Source: Melbourne Investor Feb/March 2007

Written by Peter Comben

The Comben Group

Melbourne based developer Peter Comben has been a successful developer for over 20 years. He now spends a portion of his time guiding investors in the tricky business of property development.
 

Maximise your investment in Residential Property

It is universally agreed that well located residential property is a great investment. How can investors maximise their opportunities in today’s market?

Investors have, for a long time, found tried and true properties in and around capital cities. Capital growth in these locations statistically doubles in value in a seven-to-10 year period. Thus, investors who want their properties to grow at a faster rate need to take account of locations where demand way outstrips supply and where capital growth is prominent.

‘Hot spot’ locations investors look at

In a recent article in the Australian newspaper Bernard Salt, well known Australian demographer, pointed to ‘regional locations on the east coast – particularly between Bundaberg and Townsville in Queensland – where the jobs growth and money is at the moment. These areas are being driven by the masses of wealth concentrated in the mining communities’. The article predicted strong growth in towns such as Yeppoon and Bowen, in Central Queensland, and Esperance in southern Western Australia as the resources sector continues to surge. Your own due diligence as an investor is essential, if you are to profit from opportunities available in the market today. It is no good saying I should have invested in Western
Australia three years ago. Rather you need to look for the next potential massive growth location.

Other than finding the right growth location, investors can help to maximise their property portfolios by doing the following:

1. Creating the correct structures to protect their existing assets.

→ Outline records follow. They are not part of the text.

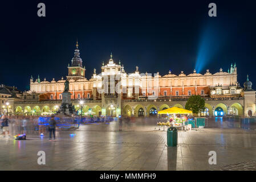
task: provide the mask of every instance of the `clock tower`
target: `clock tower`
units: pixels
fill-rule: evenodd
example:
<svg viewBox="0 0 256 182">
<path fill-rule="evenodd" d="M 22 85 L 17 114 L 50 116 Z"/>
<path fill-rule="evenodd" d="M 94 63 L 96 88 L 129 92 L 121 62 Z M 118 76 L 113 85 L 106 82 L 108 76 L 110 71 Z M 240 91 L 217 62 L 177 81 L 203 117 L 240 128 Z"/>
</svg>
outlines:
<svg viewBox="0 0 256 182">
<path fill-rule="evenodd" d="M 85 67 L 83 67 L 83 61 L 80 57 L 78 41 L 76 41 L 76 47 L 74 56 L 71 60 L 71 65 L 70 66 L 68 64 L 68 76 L 67 76 L 68 80 L 78 80 L 85 78 L 86 68 Z"/>
</svg>

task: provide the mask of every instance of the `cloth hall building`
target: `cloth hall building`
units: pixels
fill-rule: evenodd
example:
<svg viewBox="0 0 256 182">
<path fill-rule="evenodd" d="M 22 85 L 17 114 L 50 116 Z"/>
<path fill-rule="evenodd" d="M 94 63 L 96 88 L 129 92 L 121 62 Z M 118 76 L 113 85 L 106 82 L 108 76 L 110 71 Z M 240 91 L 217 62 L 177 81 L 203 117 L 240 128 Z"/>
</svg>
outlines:
<svg viewBox="0 0 256 182">
<path fill-rule="evenodd" d="M 174 75 L 169 71 L 162 76 L 159 72 L 140 73 L 138 67 L 128 74 L 120 61 L 118 63 L 114 61 L 111 53 L 107 63 L 102 63 L 100 73 L 95 69 L 88 80 L 78 44 L 76 46 L 66 77 L 75 108 L 79 111 L 79 101 L 84 101 L 82 106 L 83 113 L 90 111 L 99 116 L 147 117 L 173 106 L 184 108 L 188 98 L 197 94 L 205 100 L 205 110 L 201 115 L 255 114 L 255 91 L 251 88 L 248 76 L 243 86 L 240 86 L 235 64 L 227 72 L 221 68 L 214 74 L 207 69 L 204 74 L 194 70 L 189 75 L 183 71 Z M 54 113 L 62 103 L 65 81 L 63 77 L 47 81 L 41 80 L 39 76 L 36 79 L 31 76 L 29 91 L 9 98 L 11 104 L 10 113 L 25 115 Z"/>
</svg>

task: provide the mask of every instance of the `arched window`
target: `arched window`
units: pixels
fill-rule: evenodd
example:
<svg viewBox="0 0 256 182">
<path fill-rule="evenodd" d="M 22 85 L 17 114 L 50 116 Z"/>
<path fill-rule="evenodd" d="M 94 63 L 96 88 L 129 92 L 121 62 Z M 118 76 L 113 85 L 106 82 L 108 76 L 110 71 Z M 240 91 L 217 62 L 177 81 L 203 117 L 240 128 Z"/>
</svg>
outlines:
<svg viewBox="0 0 256 182">
<path fill-rule="evenodd" d="M 144 110 L 142 108 L 140 108 L 138 111 L 138 116 L 144 116 Z"/>
<path fill-rule="evenodd" d="M 151 109 L 149 109 L 149 115 L 156 115 L 156 114 L 157 114 L 157 111 L 156 111 L 156 109 L 154 107 L 152 107 Z"/>
<path fill-rule="evenodd" d="M 215 116 L 223 116 L 224 115 L 224 112 L 223 111 L 222 108 L 221 107 L 218 107 L 215 109 L 214 115 Z"/>
<path fill-rule="evenodd" d="M 201 111 L 201 116 L 207 117 L 209 116 L 209 109 L 207 107 L 205 107 L 204 111 Z"/>
</svg>

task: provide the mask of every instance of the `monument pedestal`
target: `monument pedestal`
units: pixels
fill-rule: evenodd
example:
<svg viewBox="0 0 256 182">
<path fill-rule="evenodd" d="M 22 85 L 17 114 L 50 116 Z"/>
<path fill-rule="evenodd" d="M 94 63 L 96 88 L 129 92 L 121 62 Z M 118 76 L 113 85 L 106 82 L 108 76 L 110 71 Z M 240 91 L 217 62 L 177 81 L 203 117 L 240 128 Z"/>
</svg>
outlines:
<svg viewBox="0 0 256 182">
<path fill-rule="evenodd" d="M 71 115 L 75 113 L 75 107 L 71 103 L 71 94 L 69 92 L 62 93 L 62 104 L 58 111 L 59 114 Z"/>
<path fill-rule="evenodd" d="M 62 104 L 71 104 L 71 95 L 69 92 L 64 92 L 62 93 Z"/>
</svg>

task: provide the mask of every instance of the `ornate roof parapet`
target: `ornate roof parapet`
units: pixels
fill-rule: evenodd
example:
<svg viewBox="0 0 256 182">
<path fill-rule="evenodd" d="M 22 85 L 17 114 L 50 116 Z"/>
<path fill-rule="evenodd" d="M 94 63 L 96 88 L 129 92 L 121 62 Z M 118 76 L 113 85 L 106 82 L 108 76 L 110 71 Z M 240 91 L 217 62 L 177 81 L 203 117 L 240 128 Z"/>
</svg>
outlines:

2. Learning how to access the tax benefits they are legally entitled to.

3. Seeking out and learning from mentors who have invested successfully themselves.

4. Accessing the best funding for their investment.

5. Buying investment property from a reputable source. We have all been made more aware of ‘rip offs’ that have occurred and still occur in the market place. It is in the buying of a property that we make our potential profit, so make sure you don’t pay inflated prices. Take responsibility for the due diligence on the Real Estate Agent, the developer, the marketers, even the investor clubs who all offer property at over inflated prices. The purchaser often still pays commissions of five per cent or more and it is not unheard of to find commissions of up to $40,000 being added to the purchase of a $300,000 property. Overpaying for an investment property can put you behind the eight ball from day one and it may take several years to make up the over inflated price,  leaving you unable to access equity to re invest.

6. Confirm the value of your proposed investment property. The lenders valuer is the best person to assess the true value of your property.

7. Rental income is an important element, make sure your property is going to appeal to the market, and that there is an ongoing demand for it.

8. The property cycle can help the investor to find properties poised for accelerated  growth. A great time to buy is at the end of a property slump and the beginning of an upturn. Now three years after the down turn at the end of 2003 in the eastern states of Australia. Melbourne and Brisbane are showing signs of recovery. There are a number of potential growth areas that will significantly outperform the market over the next five years. You need to have a balanced property investment portfolio, with some properties in more traditionally consistent growth locations, and some in the regional growth locations where demand way outstrips supply.

Buying investment property is not a short-term investment strategy; properties need to be  held for at least five years. After that period you will be in a position to know whether to retain the property or not. Advanced property investors end up with a portfolio of  properties they will never sell. In fact, they eventually plan for them to transfer to their children who in turn can benefit from the future income and equity growth.